Some analysis of the plan JFAC approved this morning to fund a $200 million GARVEE bond program shows that funding for one of the Idaho Transportation Department’s top priorities – a freeway to replace the congested highway between Coeur d’Alene and Sandpoint – has been defunded in favor of an eastern Idaho project that’s not even ready to go.
“To me, that was a real surprise, that they took that much money and put it over to U.S. 30, because we can’t even use it there,” said Chuck Winder, chairman of the Idaho
Transportation Board. “We’d rather spend it on Garwood to Sagle. Our hope is that it would be amended.” Improving standards for U.S. Highway 95 is “one of the highest priorities” for the department, Winder said. It’s the state’s only north-south route, and the frequent scene of deadly accidents.
The huge Garwood-to-Sagle project on Highway 95 is projected to cost $324.2 million by the time it’s all done; the department’s recommendation for the first round of GARVEE bonding was to spend $40 million on right-of-way purchases and engineering for the project. JFAC’s approved plan puts only $3.4 million toward it, and targets $65.6 million to U.S. Highway 30 from McCammon to Soda Springs in eastern Idaho. Winder said only one project totaling about $29 million is ready to go there – the rest of the money couldn’t be spent there yet. “We would like to see that $36 million go to Garwood to Sagle,” he said.

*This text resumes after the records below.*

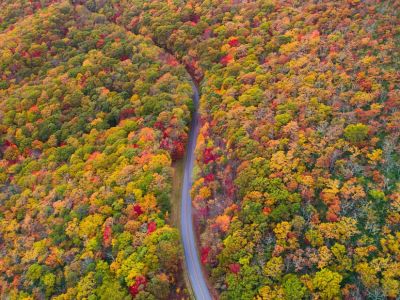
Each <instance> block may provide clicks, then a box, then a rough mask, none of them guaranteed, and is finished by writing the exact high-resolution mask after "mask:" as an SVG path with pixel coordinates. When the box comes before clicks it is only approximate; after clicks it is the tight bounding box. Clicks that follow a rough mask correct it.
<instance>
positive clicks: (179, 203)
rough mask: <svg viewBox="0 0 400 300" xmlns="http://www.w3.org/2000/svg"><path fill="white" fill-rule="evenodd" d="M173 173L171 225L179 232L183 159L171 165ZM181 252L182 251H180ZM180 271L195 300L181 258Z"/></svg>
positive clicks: (192, 296) (171, 207)
mask: <svg viewBox="0 0 400 300" xmlns="http://www.w3.org/2000/svg"><path fill="white" fill-rule="evenodd" d="M172 167H173V169H174V173H173V176H172V195H171V217H170V222H171V225H173V226H175V227H176V228H178V229H179V230H180V225H181V223H180V221H181V214H180V210H181V199H182V197H181V194H182V182H183V173H184V168H185V158H183V159H180V160H178V161H176V162H174V163H173V164H172ZM182 251H183V250H182ZM182 269H183V279H184V280H185V286H186V289H187V294H188V296H189V298H190V299H195V297H194V293H193V290H192V287H191V284H190V280H189V276H188V273H187V270H186V263H185V259H184V257H183V256H182Z"/></svg>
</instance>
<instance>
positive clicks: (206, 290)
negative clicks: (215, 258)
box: [180, 83, 212, 300]
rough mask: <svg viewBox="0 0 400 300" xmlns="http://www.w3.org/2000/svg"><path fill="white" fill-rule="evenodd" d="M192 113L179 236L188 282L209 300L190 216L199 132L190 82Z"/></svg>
mask: <svg viewBox="0 0 400 300" xmlns="http://www.w3.org/2000/svg"><path fill="white" fill-rule="evenodd" d="M192 87H193V93H194V96H193V102H194V106H195V109H194V113H193V116H192V122H191V127H190V134H189V143H188V145H187V150H186V161H185V167H184V173H183V183H182V194H181V195H182V196H181V197H182V199H181V224H180V226H181V236H182V242H183V249H184V255H185V264H186V270H187V273H188V275H189V279H190V283H191V286H192V290H193V293H194V296H195V298H196V300H211V299H212V297H211V294H210V291H209V289H208V287H207V283H206V280H205V279H204V274H203V271H202V268H201V264H200V259H199V255H198V251H197V246H196V239H195V232H194V229H193V218H192V199H191V197H190V189H191V187H192V171H193V165H194V159H195V155H194V150H195V148H196V141H197V136H198V134H199V127H200V124H199V114H198V107H199V91H198V88H197V86H196V85H195V84H194V83H192Z"/></svg>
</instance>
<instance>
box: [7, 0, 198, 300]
mask: <svg viewBox="0 0 400 300" xmlns="http://www.w3.org/2000/svg"><path fill="white" fill-rule="evenodd" d="M3 13H7V11H5V12H4V11H3ZM26 15H29V16H28V17H26V18H24V19H23V20H22V19H21V20H19V21H17V22H16V23H14V24H13V25H12V26H11V27H9V28H8V29H7V30H6V31H4V32H3V33H2V34H1V35H0V57H1V58H0V61H1V66H0V68H1V81H0V85H1V87H0V99H1V102H0V133H1V140H0V143H1V146H0V149H1V150H0V151H1V156H0V158H1V160H0V171H1V172H0V184H1V186H0V192H1V193H0V203H1V205H0V251H1V252H0V253H1V254H0V286H1V289H2V292H3V296H4V297H5V299H6V298H7V297H11V299H44V298H49V297H50V296H55V295H58V296H57V297H55V299H88V298H90V299H129V298H130V297H129V294H131V295H132V296H136V298H137V299H169V297H170V295H171V293H175V289H174V288H173V287H175V286H178V283H177V280H178V279H179V278H178V275H177V274H179V273H178V271H179V269H180V253H181V251H180V247H179V235H178V231H177V229H175V228H172V227H171V226H170V225H169V224H168V221H169V220H168V214H169V211H170V201H169V197H170V192H171V176H172V168H171V162H172V161H173V160H176V159H179V158H180V157H181V156H182V155H183V152H184V145H185V142H186V136H187V123H188V121H189V120H190V107H191V105H192V100H191V95H192V88H191V86H190V83H189V81H188V76H187V74H186V71H185V69H184V68H183V67H182V66H180V65H178V64H177V63H175V60H173V59H172V58H171V57H170V55H168V54H166V53H165V52H164V51H162V50H161V49H159V48H157V47H156V46H154V44H153V43H152V42H151V40H150V39H148V38H147V39H146V38H144V37H142V36H137V35H135V34H133V33H129V32H127V31H126V30H124V29H123V28H121V27H119V26H117V25H114V24H113V23H112V22H109V21H107V19H106V18H105V17H104V15H101V14H96V13H92V12H90V11H89V10H88V9H87V8H85V7H84V6H76V7H74V6H72V5H70V4H68V3H66V2H64V3H61V4H59V5H58V4H57V5H53V6H51V7H49V8H48V9H43V10H40V11H39V12H37V13H35V14H34V15H32V14H26ZM4 20H6V21H8V20H7V18H5V19H4ZM6 21H4V22H6ZM11 21H12V20H10V21H9V22H11ZM0 298H2V299H3V297H0ZM7 299H8V298H7Z"/></svg>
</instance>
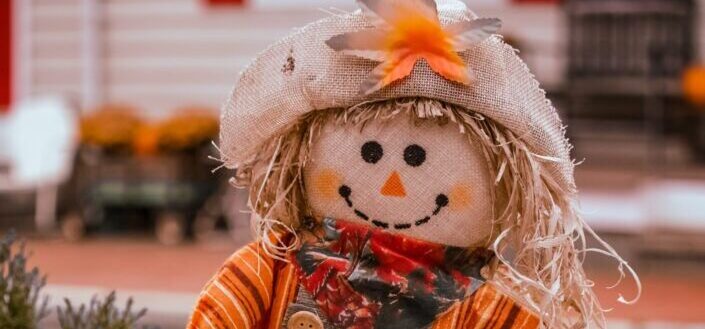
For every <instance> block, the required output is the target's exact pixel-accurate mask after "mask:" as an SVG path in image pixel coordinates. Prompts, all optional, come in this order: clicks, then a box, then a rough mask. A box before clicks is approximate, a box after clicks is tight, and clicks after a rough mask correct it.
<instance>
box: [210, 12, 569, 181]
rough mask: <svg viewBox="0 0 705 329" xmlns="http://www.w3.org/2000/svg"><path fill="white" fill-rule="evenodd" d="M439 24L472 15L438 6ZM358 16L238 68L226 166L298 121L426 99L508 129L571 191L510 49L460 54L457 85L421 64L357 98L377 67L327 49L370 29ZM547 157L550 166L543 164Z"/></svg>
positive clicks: (549, 130)
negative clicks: (462, 66) (463, 108)
mask: <svg viewBox="0 0 705 329" xmlns="http://www.w3.org/2000/svg"><path fill="white" fill-rule="evenodd" d="M437 2H438V5H437V7H438V17H439V19H440V22H441V24H443V25H449V24H453V23H458V22H463V21H471V20H474V19H476V18H477V17H476V15H475V14H474V13H472V12H471V11H469V10H468V9H467V8H466V6H465V5H464V4H463V3H461V2H458V1H455V0H439V1H437ZM370 27H371V24H370V22H369V19H367V18H366V16H365V14H364V13H363V12H361V11H356V12H352V13H349V14H341V15H333V16H331V17H328V18H325V19H322V20H319V21H317V22H314V23H311V24H309V25H307V26H305V27H303V28H301V29H300V30H298V31H296V32H294V33H293V34H291V35H289V36H288V37H285V38H284V39H283V40H281V41H279V42H277V43H275V44H273V45H272V46H270V47H269V48H268V49H267V50H265V51H264V52H262V53H261V54H260V55H259V56H258V57H257V58H256V59H255V60H254V62H253V63H252V64H251V65H250V66H249V67H248V68H246V69H245V70H244V72H243V73H242V75H241V76H240V78H239V81H238V82H237V83H236V85H235V87H234V89H233V91H232V93H231V95H230V97H229V98H228V100H227V102H226V103H225V105H224V106H223V109H222V117H221V152H222V153H223V158H224V160H225V165H226V166H228V167H233V168H234V167H237V166H238V165H239V164H241V163H242V162H243V161H246V160H248V159H250V158H251V157H252V156H253V155H254V154H256V152H257V151H258V149H259V147H261V146H262V144H263V143H264V142H265V141H267V140H268V139H270V138H271V137H273V136H276V135H277V134H278V133H280V132H281V131H282V130H283V129H284V128H285V127H287V126H288V125H290V124H291V123H293V122H295V121H296V120H297V118H299V117H300V116H301V115H303V114H305V113H308V112H311V111H314V110H324V109H330V108H347V107H351V106H354V105H357V104H360V103H363V102H369V101H377V100H386V99H393V98H402V97H426V98H431V99H437V100H441V101H444V102H447V103H452V104H456V105H459V106H462V107H464V108H467V109H469V110H471V111H474V112H477V113H480V114H482V115H484V116H486V117H489V118H491V119H492V120H494V121H496V122H497V123H499V124H501V125H503V126H505V127H506V128H508V129H510V130H512V131H513V132H514V133H515V134H516V135H517V136H518V137H519V138H522V139H523V140H524V141H525V143H526V144H527V145H528V146H529V147H530V148H531V151H532V152H533V153H535V154H536V155H538V156H540V157H541V158H543V159H545V162H544V163H545V164H544V165H545V168H546V169H547V170H548V172H549V173H550V174H551V176H552V177H553V178H554V179H555V180H556V181H557V182H558V183H559V185H561V187H563V188H564V189H565V190H567V191H572V190H574V181H573V163H572V161H571V159H570V145H569V143H568V142H567V140H566V139H565V137H564V129H563V126H562V124H561V121H560V119H559V117H558V114H557V112H556V110H555V109H554V108H553V106H552V105H551V103H550V101H548V100H547V99H546V97H545V93H544V91H543V90H542V89H541V88H540V87H539V84H538V82H537V81H536V80H535V79H534V77H533V75H532V74H531V73H530V72H529V70H528V68H527V67H526V65H525V64H524V62H523V61H522V60H521V59H520V58H519V57H518V56H517V54H516V51H515V49H513V48H512V47H511V46H509V45H506V44H505V43H504V42H503V41H502V39H501V37H499V36H493V37H491V38H489V39H487V40H485V41H483V42H481V43H480V44H478V45H477V46H475V47H472V48H470V49H468V50H466V51H463V52H461V53H460V56H461V58H462V60H463V61H464V62H465V63H466V65H467V66H468V67H469V68H471V69H472V70H473V72H474V77H473V80H472V83H470V84H469V85H463V84H459V83H455V82H452V81H449V80H447V79H444V78H443V77H441V76H440V75H438V74H436V73H434V72H433V71H432V70H431V68H430V67H429V66H428V65H427V63H425V62H423V61H420V62H418V63H417V64H416V66H415V67H414V69H413V71H412V73H411V74H410V75H409V76H408V77H406V78H404V79H403V80H399V81H396V82H395V83H393V84H391V85H389V86H387V87H385V88H382V89H381V90H379V91H376V92H374V93H372V94H369V95H365V94H362V93H360V85H361V84H362V83H363V82H365V81H366V80H367V78H368V76H369V75H370V73H371V71H372V70H373V69H374V68H375V67H376V66H377V64H378V63H375V62H374V61H371V60H368V59H363V58H359V57H355V56H351V55H347V54H343V53H340V52H335V51H333V50H332V49H331V48H329V47H328V46H327V45H326V41H327V40H329V39H331V37H333V36H336V35H340V34H343V33H348V32H354V31H360V30H362V29H367V28H370ZM549 159H551V160H549Z"/></svg>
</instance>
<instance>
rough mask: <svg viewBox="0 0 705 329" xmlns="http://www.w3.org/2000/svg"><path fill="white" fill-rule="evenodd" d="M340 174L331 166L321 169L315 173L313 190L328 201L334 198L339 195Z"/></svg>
mask: <svg viewBox="0 0 705 329" xmlns="http://www.w3.org/2000/svg"><path fill="white" fill-rule="evenodd" d="M340 180H341V178H340V174H338V173H337V172H336V171H335V170H333V169H330V168H324V169H321V170H320V171H318V172H315V173H313V179H312V180H311V182H312V184H313V186H311V192H312V193H314V194H316V195H317V196H318V197H319V198H322V199H324V200H326V201H330V200H333V199H334V198H336V197H337V195H338V189H339V188H340Z"/></svg>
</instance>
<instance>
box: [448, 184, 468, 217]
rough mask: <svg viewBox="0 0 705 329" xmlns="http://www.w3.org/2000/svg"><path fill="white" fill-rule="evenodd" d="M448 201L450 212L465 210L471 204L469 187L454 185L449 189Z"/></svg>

Meanwhile, Gov. Dirk Kempthorne issued a strongly worded condemnation of JFAC’s move to trim back his highway proposal: “I’m very concerned that today’s vote by JFAC leaves a number of highway priorities without adequate funding. It was said during today’s committee debate that this proposal is ‘simple and meager.’ I agree. This proposal raises questions about our future ability to address safety needs on our roads, improve highway efficiency for Idaho goods and commerce, and connect Idaho.”